Arlene Corwin (born Arlene Faith Nover) is an American jazz singer and pianist, poet, teacher and practitioner of Yoga. Born November 8, 1934 in the Williamsburg Maternity Hospital, Brooklyn, New York. She has two children. Jonathan Eric Corwin (born July 24. 1956 and) Jennifer Nover Council (born February 2, 1964). Mother Margy Lillian (born Brown). Father Albert S. Nover. Both were hairdressers, owning a beauty salon together. Everyone was musical on both sides of the family.Mother sang, could play some piano. Father was a gifted sculptor and wood carver, played a little harmonica and mandolin. The family is Jewish.

Early Life
Started studying piano age 8. Studied voice at the famous 1650 Broadway with ‘coach’ Matty Levine. Did a little recording at aged 10 in Nola Studios. (The record has since disappeared) At 12 she started studying harp with Meyer Rosen (Julliard and NBC Orchestra) and the occasional piano lesson with an NBC pianist who taught her how to read chord changes, seeing at once that she was not interested in learning classical piano.

As a child she had already sung at weddings, bar mitzvahs and for the USO, raising bonds for the war effort.
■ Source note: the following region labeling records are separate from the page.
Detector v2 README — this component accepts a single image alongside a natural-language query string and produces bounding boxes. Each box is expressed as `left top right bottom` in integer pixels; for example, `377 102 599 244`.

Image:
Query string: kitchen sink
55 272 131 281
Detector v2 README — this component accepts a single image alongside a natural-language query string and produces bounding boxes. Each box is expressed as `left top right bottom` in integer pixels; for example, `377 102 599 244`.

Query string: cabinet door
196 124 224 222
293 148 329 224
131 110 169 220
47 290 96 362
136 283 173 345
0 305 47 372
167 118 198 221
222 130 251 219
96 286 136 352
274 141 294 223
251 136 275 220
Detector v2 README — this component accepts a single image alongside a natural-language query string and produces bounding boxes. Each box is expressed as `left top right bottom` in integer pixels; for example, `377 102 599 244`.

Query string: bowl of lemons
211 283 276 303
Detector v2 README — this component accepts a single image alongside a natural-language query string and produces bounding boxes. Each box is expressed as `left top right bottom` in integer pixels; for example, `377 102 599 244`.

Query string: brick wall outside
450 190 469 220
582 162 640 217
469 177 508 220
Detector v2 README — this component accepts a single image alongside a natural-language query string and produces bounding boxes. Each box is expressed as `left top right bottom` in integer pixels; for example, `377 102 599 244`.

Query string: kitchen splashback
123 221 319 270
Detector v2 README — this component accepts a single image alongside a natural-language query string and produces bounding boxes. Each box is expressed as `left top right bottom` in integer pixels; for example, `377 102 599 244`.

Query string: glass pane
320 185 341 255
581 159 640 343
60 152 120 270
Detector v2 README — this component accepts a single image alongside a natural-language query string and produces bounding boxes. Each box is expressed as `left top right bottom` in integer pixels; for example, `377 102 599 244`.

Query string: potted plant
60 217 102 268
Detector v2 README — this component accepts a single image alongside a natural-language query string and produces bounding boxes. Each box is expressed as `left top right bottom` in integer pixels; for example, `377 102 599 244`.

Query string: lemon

At 13, having a boyfriend who played the saxophone and who listened to Symphony Sid, jazz disc jockey whose late night show originated from Birdland, she awakened to jazz, listening to the late night show “under my blanket”. “A turning point”, she says. (Well before “Lullaby of Birdland” was put to words Arlene had written a lyric of her own – a lyric she still sings today) At 14,she was playing for a dancing school once a week. Then she got an accidental job (“slipping in on a banana peel when the singer got sick”) in a Brooklyn nightclub singing with a group. “Mom and dad chaperoned, of course”.1950s 

She began to sing regularly when again, out of the blue, an agent rang offering a job for a hundred dollars a week to play at the Mayflower Hotel in Manhattan. It was a restaurant owned by Bob Olin, a former light heavyweight world champion. “I was so naĂŻve I played the whole evening without ever taking a break. Who knew about breaks? Why they kept me I’ve no idea.” But they did and the steady salary of $100.00 a week (which she gave directly to her mother, any other choice never occurring to her) and the experience of having to make a varied program led to her singing to the piano, and eventually to playing to the singing. At this time she was still in high school as attending the prestigious High School of Music & Art as a harpist.She graduated from Music & Art getting a scholarship to Hofstra College as a music major.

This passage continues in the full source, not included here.